Friday, December 30, 2011

Brush Up On Your Coding

Been a while since you've touched Java or Python? You should check out codingbat.com  It has a ton of different methods for you to write for fun, and you're able to test them within the website itself. It's a great resource for you to bring your coding skills back up to speed!

What about CSS, HTML, PHP, and other web development languages? w3schools.com has a similar way for you to be able to brush up on these skills! It also has in depth training tools, and is a worthy knowledge base for any web developer seeking information on how to code very basic actions in web development.

Where's the codingbat for C? Since C is a much more volatile language to code with, they don't have anything like this for C. If they did, the dynamics of the C language are so diverse, that you would be able to manipulate the website with easy injection. Websites would crumble from anyone with experience who is intentionally trying to destroy the site.

If you'd like to brush up on your C, there are plenty of other free materials on the web, like cprogramming.com for you to be able to hone your skills. In order for you to test to see if your code is working in C, you would have to code locally, on your own PC -- not over the internet.

A New Way to Prevent SQL Injection

So, I had this idea as a way of preventing SQL injection on my websites for people who have to fill out text boxes similar to what I am doing now, and was wondering if I could get some possible feedback on the subject. I would take ANY and ALL data from the user, no matter what they want to type, and have a phphash file that would hash the entire text box into a massive string of numbers. Those numbers would then be stored either in the database, or in a specific file type, and when the data is retrieved, the numbers would then be converted back into text.
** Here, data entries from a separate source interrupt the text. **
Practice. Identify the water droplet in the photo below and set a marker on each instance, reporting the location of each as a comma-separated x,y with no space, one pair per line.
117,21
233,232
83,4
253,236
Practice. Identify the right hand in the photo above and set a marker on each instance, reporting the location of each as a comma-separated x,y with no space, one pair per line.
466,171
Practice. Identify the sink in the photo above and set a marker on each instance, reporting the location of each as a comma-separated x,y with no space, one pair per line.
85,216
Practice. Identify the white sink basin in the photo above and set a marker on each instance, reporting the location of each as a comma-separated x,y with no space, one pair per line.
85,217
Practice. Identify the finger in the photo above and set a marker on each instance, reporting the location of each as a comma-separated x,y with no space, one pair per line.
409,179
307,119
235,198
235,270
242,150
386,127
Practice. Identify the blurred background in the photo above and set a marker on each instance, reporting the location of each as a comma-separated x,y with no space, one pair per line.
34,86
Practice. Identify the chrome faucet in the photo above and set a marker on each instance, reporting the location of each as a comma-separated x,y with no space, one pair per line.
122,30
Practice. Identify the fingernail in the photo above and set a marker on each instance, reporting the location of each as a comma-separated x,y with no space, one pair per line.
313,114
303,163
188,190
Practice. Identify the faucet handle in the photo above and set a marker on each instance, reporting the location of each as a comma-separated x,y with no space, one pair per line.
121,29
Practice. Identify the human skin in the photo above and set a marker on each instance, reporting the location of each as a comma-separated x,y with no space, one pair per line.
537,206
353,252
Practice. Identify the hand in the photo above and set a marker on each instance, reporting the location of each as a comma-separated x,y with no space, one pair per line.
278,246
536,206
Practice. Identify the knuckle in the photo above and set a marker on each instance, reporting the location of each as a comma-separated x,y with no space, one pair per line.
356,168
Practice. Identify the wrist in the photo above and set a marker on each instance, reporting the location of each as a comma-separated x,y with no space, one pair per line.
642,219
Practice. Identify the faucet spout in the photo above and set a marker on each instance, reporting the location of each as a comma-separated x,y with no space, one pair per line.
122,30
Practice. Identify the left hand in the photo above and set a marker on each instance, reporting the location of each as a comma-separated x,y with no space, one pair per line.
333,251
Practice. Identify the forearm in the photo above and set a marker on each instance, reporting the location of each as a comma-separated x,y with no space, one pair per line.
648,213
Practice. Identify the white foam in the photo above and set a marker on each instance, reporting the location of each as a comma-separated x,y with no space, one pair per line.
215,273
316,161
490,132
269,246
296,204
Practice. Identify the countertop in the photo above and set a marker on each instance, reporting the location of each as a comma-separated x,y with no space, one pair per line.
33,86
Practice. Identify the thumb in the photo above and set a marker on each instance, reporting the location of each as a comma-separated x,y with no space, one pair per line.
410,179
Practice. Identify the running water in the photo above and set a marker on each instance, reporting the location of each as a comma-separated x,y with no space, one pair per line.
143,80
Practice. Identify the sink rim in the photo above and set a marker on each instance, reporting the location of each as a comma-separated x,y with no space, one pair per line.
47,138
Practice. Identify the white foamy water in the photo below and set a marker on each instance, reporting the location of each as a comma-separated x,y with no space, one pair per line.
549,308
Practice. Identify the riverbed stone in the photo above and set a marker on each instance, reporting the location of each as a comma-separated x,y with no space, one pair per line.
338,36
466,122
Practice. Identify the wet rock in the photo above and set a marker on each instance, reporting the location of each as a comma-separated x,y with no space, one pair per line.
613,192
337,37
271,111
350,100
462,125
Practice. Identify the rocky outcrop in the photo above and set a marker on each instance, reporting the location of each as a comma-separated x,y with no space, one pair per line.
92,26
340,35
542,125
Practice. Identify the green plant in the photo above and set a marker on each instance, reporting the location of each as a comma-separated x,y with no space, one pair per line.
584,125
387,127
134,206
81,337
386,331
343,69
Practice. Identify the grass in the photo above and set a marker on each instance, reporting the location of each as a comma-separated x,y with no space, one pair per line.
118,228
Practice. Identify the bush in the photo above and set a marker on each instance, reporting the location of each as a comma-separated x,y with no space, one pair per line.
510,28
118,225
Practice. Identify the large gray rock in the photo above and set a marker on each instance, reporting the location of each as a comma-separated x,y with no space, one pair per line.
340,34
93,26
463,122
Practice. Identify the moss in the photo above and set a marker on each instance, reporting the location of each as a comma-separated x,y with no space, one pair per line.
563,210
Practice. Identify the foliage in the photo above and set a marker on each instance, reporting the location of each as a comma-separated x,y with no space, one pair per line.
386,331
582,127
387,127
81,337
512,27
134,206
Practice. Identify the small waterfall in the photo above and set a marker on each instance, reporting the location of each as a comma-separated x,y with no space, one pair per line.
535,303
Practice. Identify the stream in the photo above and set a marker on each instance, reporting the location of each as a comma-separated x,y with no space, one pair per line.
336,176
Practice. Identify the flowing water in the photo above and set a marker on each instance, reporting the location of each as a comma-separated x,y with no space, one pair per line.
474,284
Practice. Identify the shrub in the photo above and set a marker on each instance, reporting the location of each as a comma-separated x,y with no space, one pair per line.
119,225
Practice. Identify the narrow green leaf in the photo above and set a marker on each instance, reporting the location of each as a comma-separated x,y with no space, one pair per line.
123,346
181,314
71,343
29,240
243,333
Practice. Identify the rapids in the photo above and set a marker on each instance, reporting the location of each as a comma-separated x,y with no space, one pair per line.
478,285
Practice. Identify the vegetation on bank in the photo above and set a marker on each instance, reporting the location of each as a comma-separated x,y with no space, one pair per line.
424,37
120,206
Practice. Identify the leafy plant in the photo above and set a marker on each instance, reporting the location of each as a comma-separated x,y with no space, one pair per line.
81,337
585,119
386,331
On the positive side, this would allow me to store string literals, and I mean LITERAL, which would be displayed where ever I want it to be displayed, and would run at a BigO of n.

On the down side, this may take up a lot of server-side processing speed dependent on how much information is being relayed back to the user, how many users are currently using the database, and how large of strings we're talking.

Essentially, this can be a fool-proof way (if implemented on every field) for storing string literals without the chance of an SQL injection attack. Meaning, someone could successfully write this post and append;DROP TABLE Users;-- without repercussion.

Thursday, December 29, 2011

CSRF

Cross Site Request Forgery. Working on beating down this demon as we speak, but the jist of it is this: Without proper security, someone is able to, for example, send a fake image source file to a user, with the source of the image being the attack. This source could redirect valuable cookie information from your browser through a malicious website, and steal some valuable information.

The way I'm going to get around this is with proper hashing, superior php session coding, and proper site redirection.

Database Development

I've been doing a little work with SQL recently, and I've been trying to figure out the best way to develop somewhat of a "Social Networking" database using as few fields and as small of data as I can. I've run into sort of a problem while doing this. I cannot figure out how I would be able to expand the database if this little project took off. Say I start out great, expecting roughly 2,000 users, and I'm very comfortable with that, but lets say that it expands to 200,000 users. My queries would become exponentially slower, and I would have no idea what to do from there.